According to a new paper published in the Monthly Notices of the Royal Astronomical Society, a group of researchers who pored over the nine years of observations of the Kepler Space Telescope with a machine learning algorithm trained on identifying exoplanets have turned up a previously undiscovered 50 such planets orbiting other stars. Generally, researchers find evidence of a planet like a recurring dip in light as the planet passes between their star and our telescope. The new AI purports to identify previously unrecognized patterns and verify planets found through other means.
Turns out the kind of bugs that live on sea mammals are rather durable, a new study found: a team of researchers took sea lice and put them in chambers the size of flash drives, then cranked up the pressure to 200 times as much as those observed on the surface, the equivalent of depths of 980 to 6,500 feet. After 10 minutes under the pressure, still 69 of 75 lice emerged alive.

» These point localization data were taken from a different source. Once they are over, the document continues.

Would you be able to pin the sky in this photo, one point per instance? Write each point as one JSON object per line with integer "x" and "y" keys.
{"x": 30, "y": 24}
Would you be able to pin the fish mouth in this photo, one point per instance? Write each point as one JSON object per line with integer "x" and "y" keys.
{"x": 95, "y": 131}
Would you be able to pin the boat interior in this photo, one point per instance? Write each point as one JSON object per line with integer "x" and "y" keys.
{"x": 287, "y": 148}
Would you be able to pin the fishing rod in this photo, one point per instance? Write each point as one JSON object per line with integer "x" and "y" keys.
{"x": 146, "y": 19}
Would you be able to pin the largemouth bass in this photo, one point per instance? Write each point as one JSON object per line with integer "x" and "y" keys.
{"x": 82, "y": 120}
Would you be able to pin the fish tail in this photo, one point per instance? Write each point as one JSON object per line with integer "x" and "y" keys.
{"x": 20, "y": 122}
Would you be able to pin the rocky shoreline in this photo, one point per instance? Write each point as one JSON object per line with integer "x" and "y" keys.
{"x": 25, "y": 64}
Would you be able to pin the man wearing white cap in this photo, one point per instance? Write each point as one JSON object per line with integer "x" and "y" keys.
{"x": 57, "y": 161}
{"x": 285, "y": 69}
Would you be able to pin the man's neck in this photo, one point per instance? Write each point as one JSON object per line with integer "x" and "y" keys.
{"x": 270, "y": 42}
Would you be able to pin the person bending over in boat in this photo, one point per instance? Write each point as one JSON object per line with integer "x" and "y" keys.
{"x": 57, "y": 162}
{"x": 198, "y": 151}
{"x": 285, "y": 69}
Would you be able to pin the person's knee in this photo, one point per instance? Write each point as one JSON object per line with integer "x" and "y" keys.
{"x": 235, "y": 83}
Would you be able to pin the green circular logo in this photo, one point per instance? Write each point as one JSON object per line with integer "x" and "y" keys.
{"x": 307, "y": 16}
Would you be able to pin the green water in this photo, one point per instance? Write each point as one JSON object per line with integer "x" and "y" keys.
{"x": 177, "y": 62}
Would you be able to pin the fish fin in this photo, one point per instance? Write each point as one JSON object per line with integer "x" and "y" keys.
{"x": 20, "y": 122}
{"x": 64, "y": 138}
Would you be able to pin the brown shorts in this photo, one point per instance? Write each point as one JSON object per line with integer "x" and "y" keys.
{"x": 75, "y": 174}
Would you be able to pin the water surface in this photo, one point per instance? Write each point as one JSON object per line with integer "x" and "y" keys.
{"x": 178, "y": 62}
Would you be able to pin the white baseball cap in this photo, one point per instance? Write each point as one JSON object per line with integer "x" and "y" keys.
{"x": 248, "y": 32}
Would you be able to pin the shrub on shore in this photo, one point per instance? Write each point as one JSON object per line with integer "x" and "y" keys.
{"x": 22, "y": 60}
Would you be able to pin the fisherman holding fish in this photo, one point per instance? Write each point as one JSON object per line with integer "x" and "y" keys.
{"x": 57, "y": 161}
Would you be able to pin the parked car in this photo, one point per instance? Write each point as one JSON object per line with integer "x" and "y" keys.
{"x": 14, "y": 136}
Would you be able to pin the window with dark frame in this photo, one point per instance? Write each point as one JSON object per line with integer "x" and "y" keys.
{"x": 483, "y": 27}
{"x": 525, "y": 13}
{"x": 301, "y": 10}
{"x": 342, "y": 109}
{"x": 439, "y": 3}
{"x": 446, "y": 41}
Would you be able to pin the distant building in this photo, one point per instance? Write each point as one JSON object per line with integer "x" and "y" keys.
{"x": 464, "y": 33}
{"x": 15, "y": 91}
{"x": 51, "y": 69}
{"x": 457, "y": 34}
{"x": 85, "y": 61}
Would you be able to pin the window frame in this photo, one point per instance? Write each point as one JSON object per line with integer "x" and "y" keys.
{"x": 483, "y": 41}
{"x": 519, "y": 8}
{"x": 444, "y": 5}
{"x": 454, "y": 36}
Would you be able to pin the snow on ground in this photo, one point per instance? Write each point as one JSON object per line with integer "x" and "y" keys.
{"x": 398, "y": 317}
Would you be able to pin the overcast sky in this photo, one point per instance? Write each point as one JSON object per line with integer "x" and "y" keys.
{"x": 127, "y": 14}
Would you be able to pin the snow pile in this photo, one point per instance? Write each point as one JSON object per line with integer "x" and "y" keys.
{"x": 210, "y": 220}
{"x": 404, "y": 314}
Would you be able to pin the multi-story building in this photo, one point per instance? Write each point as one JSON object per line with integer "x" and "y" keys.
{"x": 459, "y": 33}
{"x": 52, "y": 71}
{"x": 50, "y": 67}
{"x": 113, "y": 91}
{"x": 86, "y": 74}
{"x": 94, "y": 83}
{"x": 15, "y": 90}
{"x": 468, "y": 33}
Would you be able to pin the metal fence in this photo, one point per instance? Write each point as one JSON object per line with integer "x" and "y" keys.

Painting one blade of a wind turbine black had significantly positive outcomes in terms of saving the lives of birds, who can find it difficult to discern spinning blades at offshore installations. At the Smøla wind farm in Norway, a research study sought to find out if there was a way to make the generators safer. From 2006 to 2013, four turbines saw 18 bird strikes over the course of six years, of which six were white-tailed eagles. In 2013, one blade was painted black, and in the ensuing period, just six birds were found dead due to a blade strike, which compared to a control group was a 71.9 percent decline in the annual bird fatality rate. It’s a small sample size, but given the increased transition to wind generation, it’s a possible solution worthy of broader study.